Approximately 67% of the pool is comprised of of loans with 10-year terms, ten loans (28.7%) have five-year terms, one loan (3.0%) has a 12-year term, and one loan (0.5%) has a seven-year term. Most of the loans or 79.5% of the pool is comprised of loans with interest only periods, 32 (58.3%) are partial- term IO and 7 (21.2%) are full-term IO.

The overall pool has a weighted average LTV of 98.5%, which KBRA said is lower than the average of the 18 CMBS conduits it rated over the last six months. These transactions had in-trust KLTVs ranging from 94.0% to 106.0%, with an average of 101.2%.
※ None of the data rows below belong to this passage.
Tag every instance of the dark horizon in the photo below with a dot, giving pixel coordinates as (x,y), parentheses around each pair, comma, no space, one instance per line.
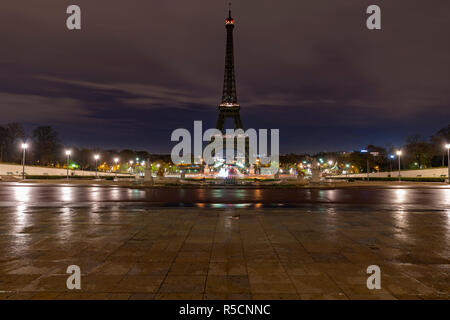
(136,71)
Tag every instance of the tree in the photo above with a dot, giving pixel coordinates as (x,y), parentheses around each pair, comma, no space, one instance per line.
(10,136)
(45,143)
(438,140)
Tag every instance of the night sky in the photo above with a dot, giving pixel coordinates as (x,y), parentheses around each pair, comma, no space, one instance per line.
(140,69)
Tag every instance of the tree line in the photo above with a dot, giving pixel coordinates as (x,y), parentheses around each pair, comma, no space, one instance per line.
(47,150)
(418,152)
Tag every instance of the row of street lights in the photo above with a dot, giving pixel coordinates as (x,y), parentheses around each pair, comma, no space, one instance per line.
(116,160)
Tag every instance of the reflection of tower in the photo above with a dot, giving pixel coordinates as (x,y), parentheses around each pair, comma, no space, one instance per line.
(229,108)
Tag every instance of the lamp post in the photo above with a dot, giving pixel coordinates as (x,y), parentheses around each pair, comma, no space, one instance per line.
(391,156)
(24,148)
(96,157)
(399,155)
(447,146)
(131,165)
(68,153)
(116,160)
(368,168)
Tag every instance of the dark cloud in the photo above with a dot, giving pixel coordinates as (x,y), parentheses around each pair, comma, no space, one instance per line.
(137,70)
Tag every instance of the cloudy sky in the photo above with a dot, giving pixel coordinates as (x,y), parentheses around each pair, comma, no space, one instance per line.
(140,69)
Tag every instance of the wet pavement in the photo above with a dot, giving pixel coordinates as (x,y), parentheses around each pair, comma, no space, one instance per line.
(171,243)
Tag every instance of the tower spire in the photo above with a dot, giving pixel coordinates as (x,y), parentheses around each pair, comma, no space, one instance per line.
(229,107)
(229,97)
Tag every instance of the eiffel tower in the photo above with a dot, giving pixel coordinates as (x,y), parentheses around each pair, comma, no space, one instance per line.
(229,108)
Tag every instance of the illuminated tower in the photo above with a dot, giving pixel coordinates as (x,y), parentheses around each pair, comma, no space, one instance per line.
(229,108)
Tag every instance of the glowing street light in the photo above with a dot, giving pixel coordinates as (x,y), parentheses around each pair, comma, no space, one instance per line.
(447,146)
(399,155)
(131,165)
(116,161)
(96,157)
(68,153)
(24,148)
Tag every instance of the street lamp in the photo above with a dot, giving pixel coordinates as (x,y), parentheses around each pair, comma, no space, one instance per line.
(447,146)
(68,153)
(399,155)
(116,160)
(24,148)
(96,157)
(131,165)
(368,168)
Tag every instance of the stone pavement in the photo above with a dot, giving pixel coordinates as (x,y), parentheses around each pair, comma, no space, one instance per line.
(133,252)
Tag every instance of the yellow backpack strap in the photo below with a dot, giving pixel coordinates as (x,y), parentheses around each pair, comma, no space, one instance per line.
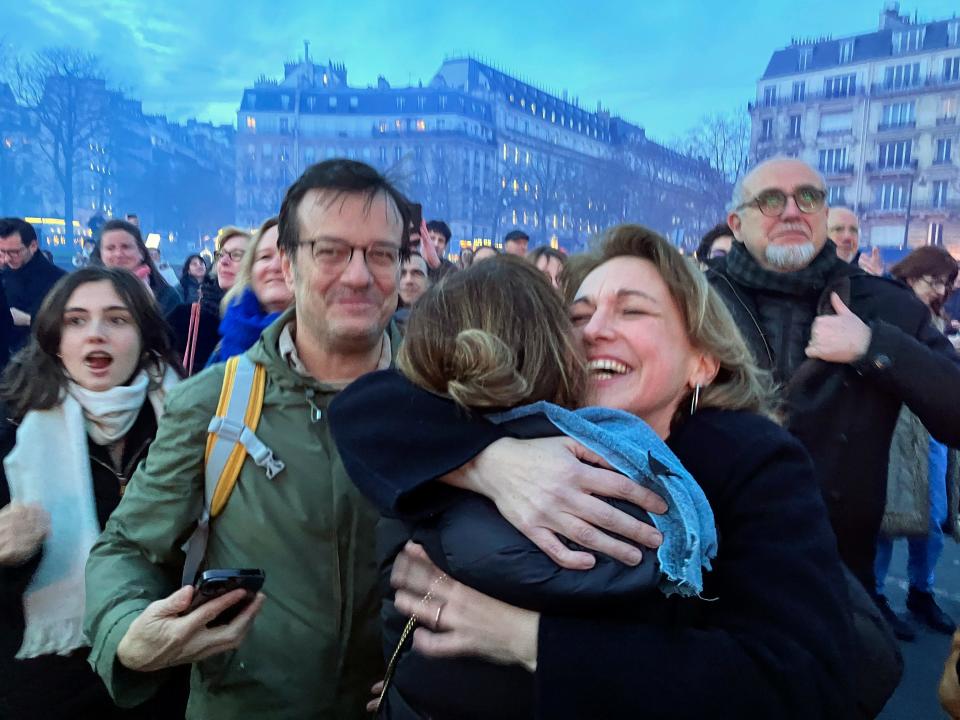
(231,437)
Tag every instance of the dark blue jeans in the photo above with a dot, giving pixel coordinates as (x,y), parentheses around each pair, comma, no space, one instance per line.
(924,550)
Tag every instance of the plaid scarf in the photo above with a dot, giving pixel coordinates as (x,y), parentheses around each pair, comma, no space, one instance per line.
(806,282)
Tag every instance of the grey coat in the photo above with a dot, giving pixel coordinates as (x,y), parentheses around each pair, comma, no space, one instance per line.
(907,511)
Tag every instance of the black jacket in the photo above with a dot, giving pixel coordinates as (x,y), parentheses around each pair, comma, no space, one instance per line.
(26,288)
(770,639)
(845,414)
(67,687)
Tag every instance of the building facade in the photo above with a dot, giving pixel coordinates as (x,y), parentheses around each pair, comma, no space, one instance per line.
(877,114)
(477,147)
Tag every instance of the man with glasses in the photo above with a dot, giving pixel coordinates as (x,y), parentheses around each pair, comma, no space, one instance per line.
(313,651)
(848,348)
(28,276)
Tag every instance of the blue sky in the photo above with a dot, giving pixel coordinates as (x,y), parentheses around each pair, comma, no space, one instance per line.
(660,63)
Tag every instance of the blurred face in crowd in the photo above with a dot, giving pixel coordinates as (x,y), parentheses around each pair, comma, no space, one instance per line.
(721,246)
(484,253)
(266,277)
(931,290)
(100,344)
(516,247)
(551,267)
(345,300)
(228,260)
(439,242)
(843,228)
(197,268)
(118,248)
(790,240)
(639,356)
(13,253)
(414,280)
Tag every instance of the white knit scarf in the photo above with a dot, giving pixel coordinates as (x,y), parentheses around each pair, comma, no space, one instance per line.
(50,466)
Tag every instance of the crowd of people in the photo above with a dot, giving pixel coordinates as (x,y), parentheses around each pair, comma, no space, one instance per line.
(461,476)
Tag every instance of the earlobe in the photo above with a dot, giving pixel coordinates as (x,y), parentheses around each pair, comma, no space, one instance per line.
(705,371)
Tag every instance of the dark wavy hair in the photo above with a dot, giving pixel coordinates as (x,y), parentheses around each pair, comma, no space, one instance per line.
(335,179)
(35,378)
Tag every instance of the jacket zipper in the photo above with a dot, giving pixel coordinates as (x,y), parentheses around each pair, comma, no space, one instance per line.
(123,476)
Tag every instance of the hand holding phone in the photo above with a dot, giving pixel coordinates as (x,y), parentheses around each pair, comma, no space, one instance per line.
(166,633)
(216,583)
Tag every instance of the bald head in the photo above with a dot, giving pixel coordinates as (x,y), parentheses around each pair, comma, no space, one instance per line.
(791,240)
(843,228)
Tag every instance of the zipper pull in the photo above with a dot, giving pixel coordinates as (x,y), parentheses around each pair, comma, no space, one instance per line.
(315,413)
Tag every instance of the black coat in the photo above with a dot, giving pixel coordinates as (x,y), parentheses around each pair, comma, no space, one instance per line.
(67,687)
(26,288)
(845,414)
(771,638)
However, the pool has exposure to 35 high leverage loans with KLTVs in excess of 100% (63.6%), which is higher than the average of the conduits deals KBRA rated in the last six months. The exposure to high leverage loans in these transactions ranged from 49.4% to 73.2%.

Also announced yesterday  is a $1.4 billion CMBS conduit issued by JP Morgan and Barclays. The deal is collateralized by 65 commercial mortgage loans that are secured by 101 properties.

KBRA  has assigned preliminary ratings to the deal, JPMBB 2014-C23.  The transaction has exposure to all of the major property type segments. The four largest exposures include multifamily, office, retail and lodging.

The transaction pool is comprised of loans ranging from $2.2 million to $105.0 million for the largest loan in the pool, which is secured by 17 State Street (7.7%), a 560,210 sf, 42-story, Class-A office building located in the downtown area of New York City’s Manhattan borough.  

The loan terms vary: 53 loans have 10-year terms (76.7%), and the remainder of the pool is comprised of loans with five-year (ten loans, 18.6%), seven-year (one loan, 3.0%), and 20-year (one loan, 1.6%) terms.   

Over half or 76.4% of the pool is comprised of   interest only (IO) loans, which includes full-term IO (six loans, 24.5%) and partial term IO (30 loans, 51.9%) loans.  

The overall pool has a weighted average LTV of 102.5%, higher than the last 18 CMBS conduits rated by KBRA over the past six months, which had LTVs ranging from 94.0% to 106.0%, with an average of 101.2%. The pool also has a significant concentration of high leverage loans with LTVs in excess of 100.0% (69.2%).